Automated Design for Synthesis and Assembly | AIChE

Automated Design for Synthesis and Assembly

Authors 

Oberortner, E. - Presenter, Lawrence Berkeley National Laboratory
Hillson, N. J., DOE Joint BioEnergy Institute
Deutsch, S., DOE Joint Genome Institute
Cheng, J. F., Lawrence Berkeley National Laboratory

Not every DNA sequence that one could conceive can be effectively manufactured using state-of-the-art DNA synthesis technologies. Over the last years and through the synthesis of many million base pairs, the DNA synthesis community has acquired knowledge regarding the feasibility of manufacturing synthetic DNA. Empirical analysis have enabled to identify common sequence features that impact the success/failure rates of synthetic DNA. Such features include, for example, repeating sequences, sequences with low or high GC content, or sequences that contain restriction sites.
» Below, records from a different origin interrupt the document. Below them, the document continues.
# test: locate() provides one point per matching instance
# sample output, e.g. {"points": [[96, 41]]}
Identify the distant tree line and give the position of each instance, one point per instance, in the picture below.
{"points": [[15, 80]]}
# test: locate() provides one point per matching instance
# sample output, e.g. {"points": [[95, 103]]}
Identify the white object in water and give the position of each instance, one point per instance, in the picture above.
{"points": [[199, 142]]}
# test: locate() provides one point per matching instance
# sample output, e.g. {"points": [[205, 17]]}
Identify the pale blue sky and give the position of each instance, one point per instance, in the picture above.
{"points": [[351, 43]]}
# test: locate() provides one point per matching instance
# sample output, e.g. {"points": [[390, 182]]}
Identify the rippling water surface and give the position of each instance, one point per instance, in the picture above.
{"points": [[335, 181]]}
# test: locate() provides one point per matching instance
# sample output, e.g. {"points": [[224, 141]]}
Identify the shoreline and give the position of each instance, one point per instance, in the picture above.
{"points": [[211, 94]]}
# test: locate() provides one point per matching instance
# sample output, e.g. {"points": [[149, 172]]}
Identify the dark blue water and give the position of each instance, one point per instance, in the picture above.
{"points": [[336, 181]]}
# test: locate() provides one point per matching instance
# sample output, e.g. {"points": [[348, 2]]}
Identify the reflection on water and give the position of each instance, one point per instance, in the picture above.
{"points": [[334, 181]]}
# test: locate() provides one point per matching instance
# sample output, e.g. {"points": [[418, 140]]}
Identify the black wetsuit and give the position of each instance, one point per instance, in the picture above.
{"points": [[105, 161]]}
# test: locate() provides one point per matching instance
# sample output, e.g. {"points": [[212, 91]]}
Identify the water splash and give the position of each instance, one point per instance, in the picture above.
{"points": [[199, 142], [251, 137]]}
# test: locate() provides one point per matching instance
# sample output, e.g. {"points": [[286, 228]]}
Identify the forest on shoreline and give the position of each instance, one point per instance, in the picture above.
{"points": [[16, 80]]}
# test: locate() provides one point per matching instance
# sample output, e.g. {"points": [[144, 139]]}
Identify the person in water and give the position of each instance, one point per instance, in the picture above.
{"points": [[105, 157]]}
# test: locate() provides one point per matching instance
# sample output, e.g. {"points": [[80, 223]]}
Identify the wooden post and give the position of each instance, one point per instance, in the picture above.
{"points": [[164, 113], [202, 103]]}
A current major bottleneck for an efficient cost and time effective DNA synthesis process is the lack of incorporation of the DNA synthesis knowledge into the design process. Non-compliant designs result in severe process inefficiencies as: (i) sequences are often rejected by DNA synthesis vendors, (ii) when not rejected, they are synthesized at a higher cost or longer cycle time.

One major collaborative goal of DOE JGI, JBEI, and FutureBio is to develop scalable solutions to design and build complex DNA constructs for strain characterization in parallel with a high success rate. Therefore, we have developed the Sequence Polishing Library (SPL) that consists of various software tools that enable the automation of a "Design for Synthesis and Assembly" workflow. The SPL enables the verification of DNA sequences against specified synthesis constraints, such as repeats or GC content. In case of violations, careful modifications can be suggested that alter the DNA sequence without changing its functionality, such as swapping codons in the DNA’s coding regions. The SPL partitioning tool decomposes DNA sequences that exceed the maximum length of synthesis into synthesizable building blocks. The challenge here is to find appropriate overlapping sequences between properly sized building blocks in order to assemble the synthesized building blocks effectively. Thus, the partitioning tool enables the user to configure the characteristics of the overlaps, which are mostly determined by the utilized assembly protocol, such as length or melting temperature.

Every tool of SPL supports the exchange of sequence information using common data exchange formats, such as FASTA, GenBank, and SBOL. The SPL Web Application enables users to learn and utilize each tool interactively in an easy manner. In addition, every tool provides a RESTful API in order to programmatically invoke its functionality and to integrate it into automated workflows.